Millions also die from diet-related illnesses linked to meat and dairy consumption—an endemic that’s also putting pressure on the climate. Globally, the health care industry produces nearly 5 percent of all emissions. That’s a number that likely increased over the last two years as the Covid pandemic pushed hospitals around the world past capabilities and capacity. Pandemics, too, like Covid, are byproducts of the meat and dairy industries.

I’ve been saying for years that replacing livestock in the global food system would turn back the clock on climate change.

-Patrick Brown, CEO and founder Impossible Foods

It’s been more than a decade since Brown founded Impossible Foods. Both Eisen and Brown are vegan, a shift they made after discovering the impact animal agriculture had on the planet.

Image courtesy Impossible Foods

“My awareness of the potential impact was a major motivation for launching Impossible Foods,” Brown said. “In fact, I’ve been saying for years that replacing livestock in the global food system would turn back the clock on climate change.

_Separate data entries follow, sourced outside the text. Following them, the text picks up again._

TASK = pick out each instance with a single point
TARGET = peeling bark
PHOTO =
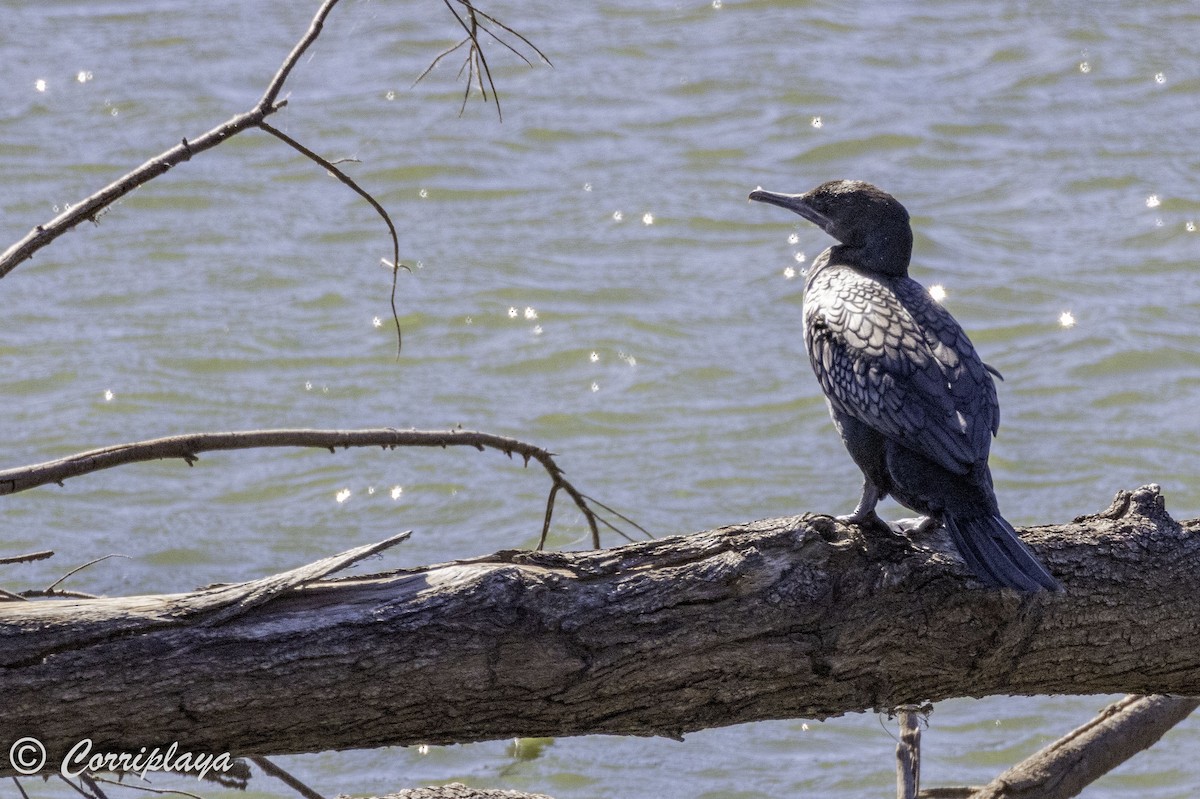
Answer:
(777, 619)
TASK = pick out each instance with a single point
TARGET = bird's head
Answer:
(871, 224)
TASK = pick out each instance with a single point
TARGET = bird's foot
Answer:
(864, 518)
(918, 526)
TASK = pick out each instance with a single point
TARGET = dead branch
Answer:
(1090, 751)
(90, 206)
(190, 445)
(93, 206)
(793, 618)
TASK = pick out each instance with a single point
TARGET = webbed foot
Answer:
(918, 526)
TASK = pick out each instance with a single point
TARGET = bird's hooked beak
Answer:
(795, 203)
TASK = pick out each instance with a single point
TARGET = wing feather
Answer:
(889, 355)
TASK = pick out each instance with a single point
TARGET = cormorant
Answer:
(915, 404)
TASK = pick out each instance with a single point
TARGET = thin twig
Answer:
(475, 64)
(361, 192)
(29, 557)
(90, 208)
(87, 779)
(289, 780)
(78, 569)
(147, 788)
(187, 448)
(599, 504)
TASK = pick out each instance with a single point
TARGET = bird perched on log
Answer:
(915, 404)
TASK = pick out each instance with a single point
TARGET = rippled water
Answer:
(591, 278)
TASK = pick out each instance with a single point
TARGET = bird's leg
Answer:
(864, 512)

But although I knew that this conclusion was directionally correct, the environment and policy community would accept it only if we did this rigorous modeling that [Eisen] and I did.”

Both Eisen and Brown say the benefits of phasing out animal products are so notable that it should be as high of a priority as the shift away from fossil fuels. As President Biden and other world leaders embrace efforts like electric vehicles as a solution, there’s little in the way of regulations or subsidies to help alternative protein industries thrive.

The researchers say that as much as 33 percent of all CO2 produced by animal agriculture is the result of land clearing for grazing and feed production.

“What hadn’t been recognized is the much more impactful potential to unlock negative emissions by eliminating that industry,” Brown said.

Countdown to a climate disaster

Brown and Eisen say a 15-year phaseout of animal agriculture would greatly help to reduce emissions and keep the planet well under the 1.5°C Paris Agreement temperature target aimed at avoiding catastrophic climate-triggered events.

“A 15-year phaseout is not unrealistic — a lot of things happen on that timeframe,” Eisen said. “We went from having no cellphones to cellphones being ubiquitous in less time than that. It’s not that we’re saying we’re going to get rid of animal ag in the next 15 years, though that’s sort of the mission for Impossible Foods, but that is something we could do.”

If adopted in earnest, Eisen and Brown say the move would decrease 33 percent of all methane and 66 percent of nitrous oxide emissions, allowing for a new equilibrium in the atmosphere.

“I think this is a kind of Pearl Harbor moment for science. The climate of the planet is under a bigger threat now than it’s ever been in history, and to the extent that scientists can find ways to contribute, I think it’s really incumbent upon us to do so,” Eisen said.

Image courtesy Christian Burri on Unsplash

The researchers point out that nearly half a billion people already live on plant-based diets. They say existing crops could easily replace calories, protein, and fat from animal products. This would require less land and water, and produce fewer greenhouse gases. It would also decrease the impact on biodiversity, the researchers say.

“[T]here’s compelling evidence that animal agriculture can be replaced without requiring meat lovers to compromise on nutrition or any of the sensory pleasures they love,” Brown said.

“What we really did in the paper was try to formalize what it would mean to get rid of animal agriculture without making it too complicated,” Eisen said. “There’s a lot of uncertainty, there are a lot of unknowns, but I think probably the biggest uncertainty is whether people will look at this potential and act on it as a society.”

“I’m hoping that others, including entrepreneurs, scientists and global policymakers, will recognize that this is the most important opportunity humanity has to reverse the trajectory of climate change, and seize it,” Brown said.